That happened. Avenging armies from Babylon and Media finally closed the ring on proud Nineveh. In 612 B.C. the city was burnt, as Isaiah had foretold. The Assyrians had refused to repent. They had not learned the lesson that instruments of judgement can themselves be judged, that God rules in the affairs of men and that he expects repentance. Those are lessons not just for Isaiah’s time but for all time (Isaiah 46:8-10).

A Jewish Alamo!

Two cities down. One to go?

No. Not quite.

Heartfelt repentance works wonders. In Isaiah’s day, the century before Nineveh’s fall, the Assyrians under Sennacherib had reached the very walls of Jerusalem (2 Kings 18, 19). Jerusalem stood encircled like a Judahite Alamo (Isaiah 1:7-9). But Judah’s king, the righteous Hezekiah (716-687), had learned from Samaria's fall. He respected the God of Israel (2 Chronicles 30:13-18). He prayed a prayer of repentance for him and his people: “May the Lord, who is good, pardon everyone who sets his heart on seeking God” (2 Chronicles 30:19).

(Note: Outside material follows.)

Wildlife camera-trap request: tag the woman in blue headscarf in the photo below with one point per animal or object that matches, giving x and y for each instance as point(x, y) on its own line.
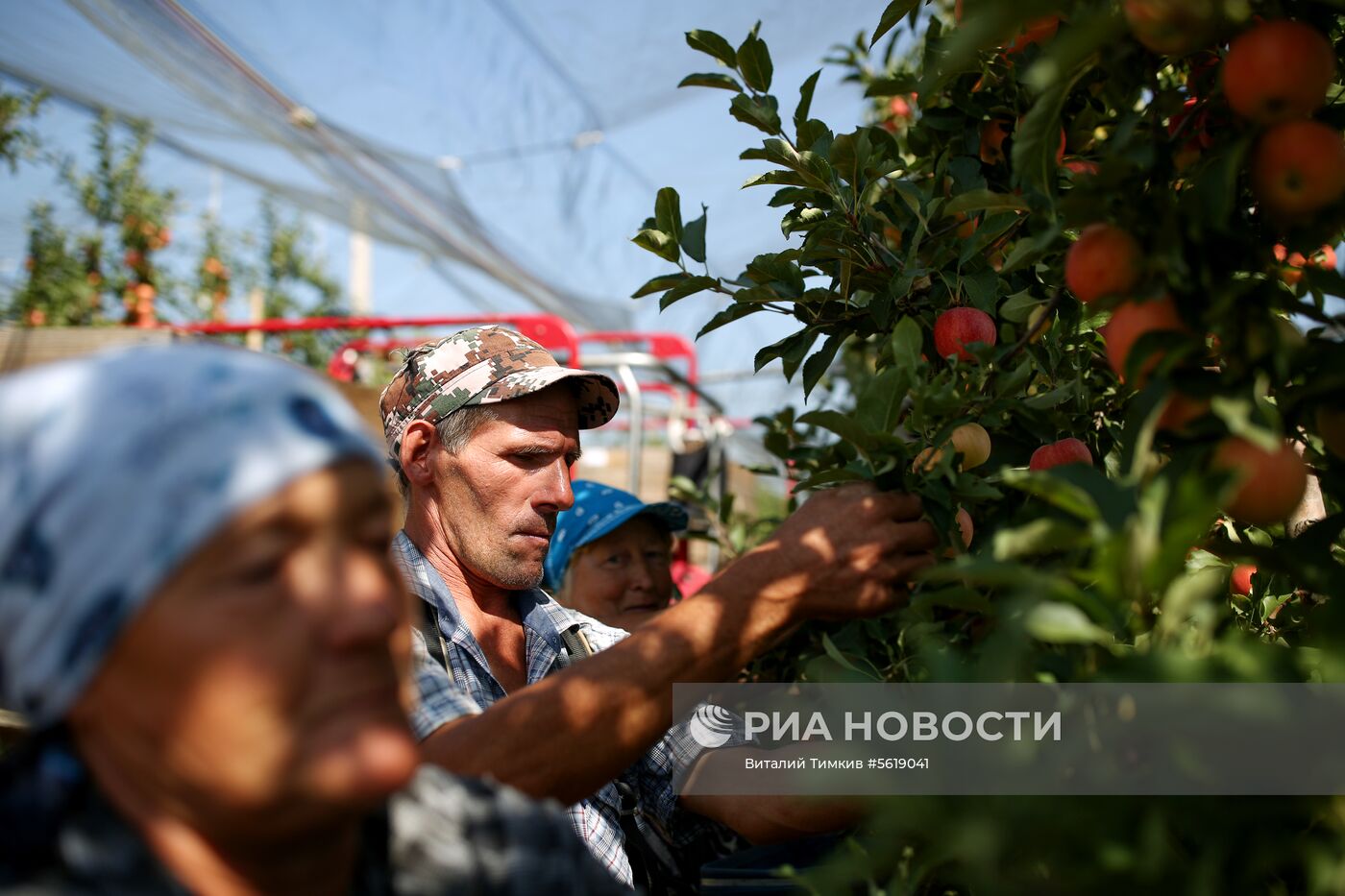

Hezekiah refused to be cowed by the taunts of Sennacherib’s army. Inspired by Isaiah’s reassurances (Isaiah 37:21-29), he turned to God in repentance and faith : “It is true, O Lord, that the Assyrian kings have laid waste these nations and their lands…Now O Lord our God, deliver us from his hand, so that all kingdoms on earth may know that you alone, O Lord, are God” (2 Kings 19:17-19).

The results were momentous. Both biblical history (Isaiah 19:35-36) and secular archaeology hint at a setback during Sennacherib’s last campaign. The Taylor Prism in the British Museum records Sennacherib’s boast of shutting up Hezekiah in Jerusalem “like a bird in a cage.” But…it contains no record of the fall of Jerusalem. To many scholars this is evidence that Sennacherib faced an embarrassing setback outside Jerusalem (Finegan, p. 213).

The Messianic Hope

The defeat of the Assyrians after the repentance of King Hezekiah and his people saved the city of Jerusalem. It illustrated Isaiah’s theme wonderfully. “In repentance and rest is your salvation, in quietness and trust is your strength” (Isaiah 30:15).

Yes, Isaiah’ s tale of three cities is more than a quaint historical survey. By God’s superintending providence, Isaiah’s predictions pointed beyond his time. From the royal line of King David, represented by righteous King Hezekiah, would come an even mightier Deliverer (Isaiah 11:1-10). Out of the land of Galilee enfolded in Assyrian darkness there would one day come a great light (Isaiah 9:1-2). The national healing promised in the days of Hezekiah would be the prototype for a miracle-working Messiah (Isaiah 35:5-6).

Christians believe these prophecies were fulfilled in the ministry of Jesus of Nazareth, the prophet from Galilee. Jesus was born of a virgin as Isaiah had intimated (Isaiah 7:13-17). He was set forth as the ultimate Deliverer of his people. Jesus revealed himself as the ultimate fulfillment of the hopes of his people Israel (Matthew 23:37).

But Jesus, like Isaiah, also warned of judgement for people and nations who will turn to God in repentance and faith. “Unless you repent, “ he warned, “you too will all perish” (Luke 13:5). Judgement then and judgement now. God does not change. The God of Isaiah, the God who sent Jesus, stands ready to bless us if we change but to call for judgment if we forsake his ways. The tale of three cities is a powerful message for today.